John was one of Britain’s most successful playwrights and
completed about 40 plays. The success of his 1956 play Look Back in Anger transformed English theatre. Though he was born
in suburbia in London he lived, died and was buried in rural Shropshire. Here I
am at his grave. I also found his home where he finally conked out.
From
18 years old he was an actor and toured theatres, a helpful apprenticeship for
his future career. He was just 20 when he wrote his first play. It was largely
forgotten as were his first seven plays. His eighth one was Look Back in Anger which he wrote
sitting in a deck chair on Morecambe pier in 17 days. It became so phenomenally
successful it meant everything he wrote thereon would be taken seriously and
probably staged. Over the next 40 years he’d go on to be a commercially
successful writer of plays and films, changing the world of theatre by
reminding audiences of real pleasures and real pains and showing the short
connection between the mind and heart. He spewed vile from the gut about the
state of Britain - underclass, marriage, sex. I first heard of him when I saw
the television version of The Entertainer.
Acting never left him and his appeared in a few films (menacing gangster Cyril
Kinnear in Get Carter.) He was even
in Flash Gordon.
His
private life was messy and his vocal, irreverent personality helped propel him
through four failed marriages, all marred by betrayal, jealousy and even violence.
All the wives were intelligent independent women. He spent his final years
living in a large gentleman’s residence in Shropshire which his fifth wife,
finally finding peaceful compatibility. He was a multi-millionaire and lived as
a country squire with beautiful bucolic rolling in every direction. Sadly it
wasn’t for long and died here of heart failure and diabetes-related
complications on Christmas Eve in 1994 aged 65
Grave
He’s
buried at the top of the street in the quaint and quiet village called Clun.
There’s a wide stream, stone bridge, café, bakers, post office.

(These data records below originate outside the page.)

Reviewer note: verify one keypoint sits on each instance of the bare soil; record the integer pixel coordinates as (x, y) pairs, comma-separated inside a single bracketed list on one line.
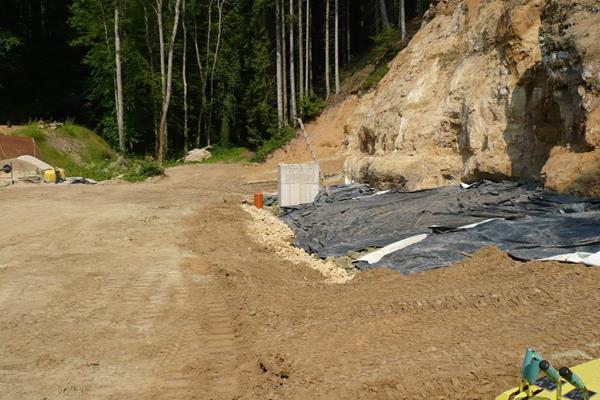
[(159, 290)]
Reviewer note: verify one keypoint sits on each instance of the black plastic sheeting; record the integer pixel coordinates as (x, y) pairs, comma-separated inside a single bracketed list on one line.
[(531, 223)]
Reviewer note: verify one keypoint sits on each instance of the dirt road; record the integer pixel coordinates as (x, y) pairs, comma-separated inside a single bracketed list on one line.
[(156, 291)]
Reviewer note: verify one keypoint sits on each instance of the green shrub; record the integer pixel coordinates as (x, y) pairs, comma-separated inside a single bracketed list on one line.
[(229, 155), (386, 44), (70, 128), (279, 138), (311, 106), (140, 170), (31, 130), (374, 77)]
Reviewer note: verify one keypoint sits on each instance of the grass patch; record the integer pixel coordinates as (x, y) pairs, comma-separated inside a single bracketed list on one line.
[(277, 140), (31, 130), (142, 169), (311, 106), (229, 155), (376, 76)]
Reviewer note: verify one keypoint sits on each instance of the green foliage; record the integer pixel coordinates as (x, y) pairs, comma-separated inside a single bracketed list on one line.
[(229, 155), (386, 44), (31, 130), (375, 76), (8, 41), (90, 156), (386, 47), (142, 169), (278, 139), (311, 106)]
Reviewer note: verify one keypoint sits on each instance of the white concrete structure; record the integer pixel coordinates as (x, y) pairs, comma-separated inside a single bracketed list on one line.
[(297, 183)]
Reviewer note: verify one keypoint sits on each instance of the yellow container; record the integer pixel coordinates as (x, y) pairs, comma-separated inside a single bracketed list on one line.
[(50, 175)]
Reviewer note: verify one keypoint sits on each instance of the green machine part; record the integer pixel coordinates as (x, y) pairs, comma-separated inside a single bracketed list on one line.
[(550, 371), (531, 366), (572, 378)]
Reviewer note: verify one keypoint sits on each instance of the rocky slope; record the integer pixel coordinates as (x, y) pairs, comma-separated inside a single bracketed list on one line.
[(486, 89)]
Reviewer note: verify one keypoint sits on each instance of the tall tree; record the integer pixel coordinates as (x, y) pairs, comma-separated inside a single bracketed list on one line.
[(285, 61), (220, 4), (308, 66), (184, 80), (279, 64), (292, 67), (119, 81), (162, 136), (385, 21), (337, 48), (402, 18), (327, 84), (347, 32), (300, 50)]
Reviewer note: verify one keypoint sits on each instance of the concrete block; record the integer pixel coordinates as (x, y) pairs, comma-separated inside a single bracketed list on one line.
[(297, 183)]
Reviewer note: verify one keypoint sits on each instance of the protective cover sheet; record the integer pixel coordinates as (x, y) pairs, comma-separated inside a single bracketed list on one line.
[(530, 223)]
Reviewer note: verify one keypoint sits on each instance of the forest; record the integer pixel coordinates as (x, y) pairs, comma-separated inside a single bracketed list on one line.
[(159, 77)]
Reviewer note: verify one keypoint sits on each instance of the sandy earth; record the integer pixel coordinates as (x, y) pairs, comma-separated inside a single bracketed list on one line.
[(159, 291)]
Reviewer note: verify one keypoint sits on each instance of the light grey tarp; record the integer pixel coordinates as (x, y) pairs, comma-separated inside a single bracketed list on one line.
[(528, 222)]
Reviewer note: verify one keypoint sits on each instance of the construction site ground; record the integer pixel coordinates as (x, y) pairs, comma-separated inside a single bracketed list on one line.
[(159, 290)]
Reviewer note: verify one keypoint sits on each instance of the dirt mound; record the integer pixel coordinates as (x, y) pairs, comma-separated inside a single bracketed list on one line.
[(277, 238), (486, 89), (13, 146)]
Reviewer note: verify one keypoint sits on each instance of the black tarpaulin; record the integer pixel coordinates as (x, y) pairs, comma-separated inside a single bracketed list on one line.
[(529, 223)]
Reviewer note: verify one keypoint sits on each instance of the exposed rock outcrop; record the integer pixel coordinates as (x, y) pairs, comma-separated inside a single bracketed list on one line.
[(486, 89)]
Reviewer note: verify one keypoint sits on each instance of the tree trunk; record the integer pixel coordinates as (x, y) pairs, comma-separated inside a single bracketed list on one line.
[(292, 67), (162, 138), (385, 21), (300, 50), (161, 48), (120, 118), (201, 71), (327, 84), (279, 66), (284, 58), (308, 50), (151, 58), (212, 74), (337, 48), (348, 51), (402, 19), (184, 81)]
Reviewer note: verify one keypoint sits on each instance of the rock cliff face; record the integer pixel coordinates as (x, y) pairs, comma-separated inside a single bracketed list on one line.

Occasionally a
car drove by. I walked up the hill to St George’s churchyard and found its
insides as charming as its outsides. A sign on the door asked people to close
it to prevent swallows flying inside. Portions of the graveyard were overgrown
but the grass was short where the famous playwright lies. It’s a plain
headstone but not out of place with the older ornate ones. Next to him lies his
final wife of seventeen years who brought him much-needed quietude.
Sometimes
I reach a grave not knowing that one day I'd get close to a person whose books
I read as an impressionable teenager. At school I can remember reading John’s
two autobiographies A Better Class of
Person and Almost a Gentleman. He
unclothed himself in a way unknown to me before - they're some of the most
frank autobiographies I’ve read.
His final home
I
found his home about two miles from Clun village in unspoilt countryside. It's
up a long drive and it was here where he enjoyed a few domestically-calmer
years. It's now The John Osborne Arvon Centre - a retreat for writers who want
to mix with others and hopefully draw some of John's magic out of the walls and
into their fountain pens. Thankfully nobody came out to wonder what all the
saluting was about. I had a meander in the gardens which were a blaze of colour
thanks to some well-planted wild flower seeds. Round the side I saw how
capacious the building was by its depth. It was once a gentleman's residence
surrounded by 26 acres of woodland but now it houses 16 bedrooms for people
paying to complete writing courses. I did a salute and left.